In our 2006 article, we highlighted an emerging wave of interventionism by EU Member States that manifested itself in a variety of protectionist measures designed to prevent foreign takeovers and promote national champions. The European Commission had initiated infringement proceedings against several Member States that had invoked industry-specific national regulations in an attempt to prevent takeovers of national companies by foreign competitors, when those transactions had already been cleared unconditionally by the Commission under its exclusive jurisdiction under the EU Merger Regulation (“EUMR”).
In a number of further cases, the Commission had been powerless to prevent the (attempted) creation of national champions, as it was unable to assert its jurisdiction over mergers between largely domestic players that were subject to the EUMR’s “two-thirds rule.” Member States were criticized for applying public interest considerations that were unrelated to competition policy to clear a merger creating a national champion.
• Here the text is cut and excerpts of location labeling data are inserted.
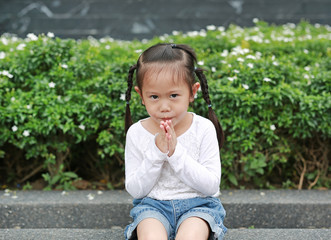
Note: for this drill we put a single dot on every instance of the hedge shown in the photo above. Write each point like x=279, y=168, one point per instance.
x=62, y=105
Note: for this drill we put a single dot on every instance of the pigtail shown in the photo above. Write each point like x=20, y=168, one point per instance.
x=128, y=119
x=211, y=114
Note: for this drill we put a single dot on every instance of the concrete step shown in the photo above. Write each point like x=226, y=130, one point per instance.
x=109, y=209
x=117, y=234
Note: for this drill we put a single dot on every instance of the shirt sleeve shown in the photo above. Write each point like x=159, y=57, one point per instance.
x=203, y=175
x=142, y=166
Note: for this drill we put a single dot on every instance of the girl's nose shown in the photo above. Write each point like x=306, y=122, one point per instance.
x=165, y=106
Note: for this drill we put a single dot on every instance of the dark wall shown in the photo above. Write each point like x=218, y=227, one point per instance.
x=128, y=19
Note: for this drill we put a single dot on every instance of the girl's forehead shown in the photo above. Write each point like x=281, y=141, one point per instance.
x=170, y=73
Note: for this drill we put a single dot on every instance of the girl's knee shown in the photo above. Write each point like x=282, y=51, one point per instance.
x=151, y=229
x=193, y=228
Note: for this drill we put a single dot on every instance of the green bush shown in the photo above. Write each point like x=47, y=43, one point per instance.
x=62, y=106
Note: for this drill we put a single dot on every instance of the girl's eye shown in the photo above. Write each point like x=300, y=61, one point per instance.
x=154, y=97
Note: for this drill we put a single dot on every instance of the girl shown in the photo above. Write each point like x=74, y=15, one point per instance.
x=172, y=159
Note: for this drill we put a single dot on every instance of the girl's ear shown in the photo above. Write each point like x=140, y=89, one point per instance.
x=195, y=89
x=140, y=93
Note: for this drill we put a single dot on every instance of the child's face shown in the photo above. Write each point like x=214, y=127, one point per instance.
x=166, y=98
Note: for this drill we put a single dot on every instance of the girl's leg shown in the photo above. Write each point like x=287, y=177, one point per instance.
x=151, y=229
x=193, y=228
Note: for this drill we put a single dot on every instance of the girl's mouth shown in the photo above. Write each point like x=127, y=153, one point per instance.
x=165, y=119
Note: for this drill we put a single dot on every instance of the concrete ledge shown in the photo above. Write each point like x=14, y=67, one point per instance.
x=117, y=234
x=91, y=210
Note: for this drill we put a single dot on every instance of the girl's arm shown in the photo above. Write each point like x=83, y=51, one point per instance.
x=203, y=175
x=142, y=166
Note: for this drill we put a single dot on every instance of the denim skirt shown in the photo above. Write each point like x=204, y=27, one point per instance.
x=172, y=213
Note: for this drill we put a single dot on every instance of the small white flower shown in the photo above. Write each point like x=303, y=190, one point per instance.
x=90, y=196
x=122, y=97
x=50, y=34
x=251, y=57
x=203, y=33
x=7, y=193
x=221, y=29
x=211, y=27
x=225, y=53
x=175, y=33
x=51, y=85
x=306, y=76
x=250, y=65
x=192, y=34
x=64, y=193
x=26, y=133
x=32, y=37
x=2, y=55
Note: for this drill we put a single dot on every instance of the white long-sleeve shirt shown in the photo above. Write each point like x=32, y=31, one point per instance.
x=194, y=170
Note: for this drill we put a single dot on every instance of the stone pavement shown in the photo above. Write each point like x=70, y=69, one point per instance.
x=251, y=214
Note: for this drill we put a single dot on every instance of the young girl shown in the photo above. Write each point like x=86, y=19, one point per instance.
x=172, y=159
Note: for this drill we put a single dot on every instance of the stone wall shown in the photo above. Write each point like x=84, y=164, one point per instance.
x=129, y=19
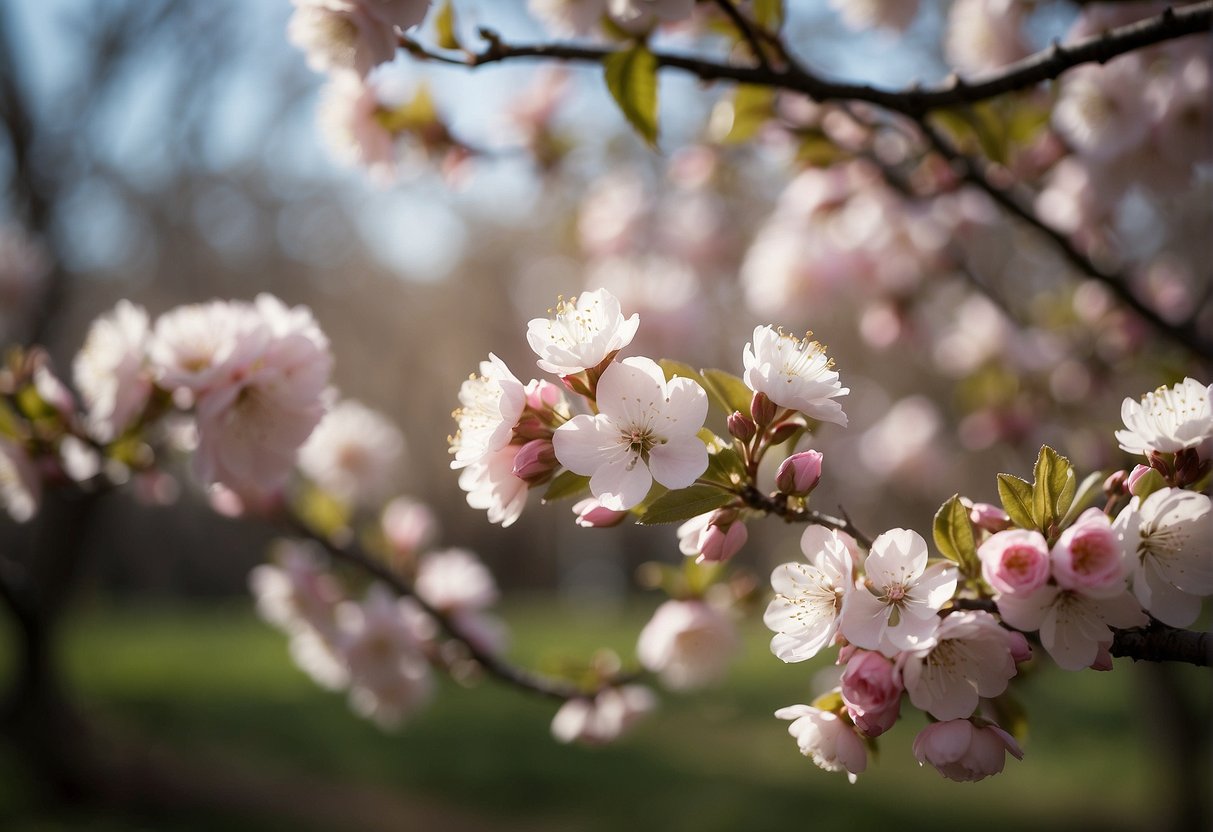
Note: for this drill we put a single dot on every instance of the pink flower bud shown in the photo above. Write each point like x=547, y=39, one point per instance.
x=962, y=751
x=535, y=461
x=741, y=426
x=762, y=410
x=723, y=537
x=799, y=473
x=1015, y=562
x=990, y=518
x=1134, y=478
x=1088, y=558
x=872, y=693
x=592, y=516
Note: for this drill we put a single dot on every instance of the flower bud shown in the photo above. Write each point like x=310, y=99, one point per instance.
x=741, y=426
x=799, y=473
x=990, y=518
x=762, y=409
x=591, y=514
x=535, y=461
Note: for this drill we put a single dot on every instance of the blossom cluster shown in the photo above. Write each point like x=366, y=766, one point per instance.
x=950, y=633
x=381, y=648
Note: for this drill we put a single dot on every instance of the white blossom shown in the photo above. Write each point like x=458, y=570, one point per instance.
x=1166, y=541
x=795, y=374
x=1167, y=420
x=582, y=332
x=645, y=429
x=809, y=596
x=110, y=370
x=897, y=608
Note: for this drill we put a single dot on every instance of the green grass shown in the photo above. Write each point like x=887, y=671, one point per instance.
x=217, y=684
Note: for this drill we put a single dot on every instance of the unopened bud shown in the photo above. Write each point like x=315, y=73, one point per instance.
x=799, y=473
x=741, y=426
x=784, y=432
x=591, y=514
x=762, y=409
x=535, y=461
x=989, y=518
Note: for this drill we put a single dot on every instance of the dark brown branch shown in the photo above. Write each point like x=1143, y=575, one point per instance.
x=494, y=666
x=917, y=101
x=778, y=505
x=977, y=172
x=1159, y=642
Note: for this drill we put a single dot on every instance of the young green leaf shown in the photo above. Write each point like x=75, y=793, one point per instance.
x=684, y=503
x=954, y=535
x=1017, y=500
x=632, y=79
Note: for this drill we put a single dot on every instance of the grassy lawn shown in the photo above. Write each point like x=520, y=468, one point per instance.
x=216, y=684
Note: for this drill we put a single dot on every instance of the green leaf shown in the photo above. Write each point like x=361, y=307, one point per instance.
x=1085, y=493
x=564, y=485
x=1017, y=500
x=954, y=535
x=684, y=503
x=444, y=27
x=729, y=391
x=1054, y=485
x=632, y=79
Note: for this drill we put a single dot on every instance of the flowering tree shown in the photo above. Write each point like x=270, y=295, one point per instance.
x=884, y=188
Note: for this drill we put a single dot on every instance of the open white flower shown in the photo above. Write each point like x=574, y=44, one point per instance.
x=584, y=331
x=793, y=372
x=1074, y=626
x=972, y=657
x=645, y=429
x=110, y=370
x=1166, y=541
x=809, y=596
x=1167, y=420
x=491, y=404
x=897, y=610
x=688, y=644
x=827, y=739
x=353, y=452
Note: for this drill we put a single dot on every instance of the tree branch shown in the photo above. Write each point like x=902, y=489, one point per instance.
x=977, y=172
x=493, y=665
x=917, y=101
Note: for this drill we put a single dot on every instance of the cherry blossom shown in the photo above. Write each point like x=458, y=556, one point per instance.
x=793, y=374
x=688, y=644
x=1167, y=420
x=1072, y=625
x=897, y=608
x=353, y=452
x=603, y=718
x=491, y=404
x=645, y=429
x=964, y=751
x=1015, y=560
x=809, y=596
x=584, y=332
x=110, y=370
x=972, y=656
x=1166, y=539
x=826, y=738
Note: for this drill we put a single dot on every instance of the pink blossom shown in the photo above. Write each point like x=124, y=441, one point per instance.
x=688, y=644
x=1015, y=560
x=1087, y=557
x=872, y=691
x=826, y=738
x=591, y=514
x=964, y=751
x=972, y=656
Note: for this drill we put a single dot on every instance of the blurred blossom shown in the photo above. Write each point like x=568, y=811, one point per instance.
x=985, y=34
x=353, y=452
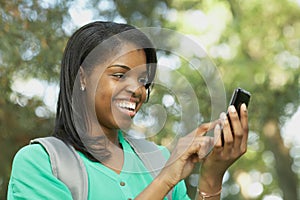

Against this background, we examined the compatibility of a range of protectionist State measures with the Internal Market and queried whether the overriding interests of the Internal Market would justify the abolition of the two-thirds rule.
Nearly six years later, in the wake of a global financial crisis that gives rise to protectionist temptations once again, the rule is still in place despite mounting criticism. The economic crisis and the often painful adjustments arising from the ensuing debt consolidation process provide a seemingly compelling justification for some governments to resort to interventionist industrial policies based on the belief that governments can “pick winners” by creating or protecting national champions.
However, the Commission’s recent decisional practice demonstrates its continued resolve to block the creation of national—or even European—champions where it considers that such mergers would significantly impede effective competition.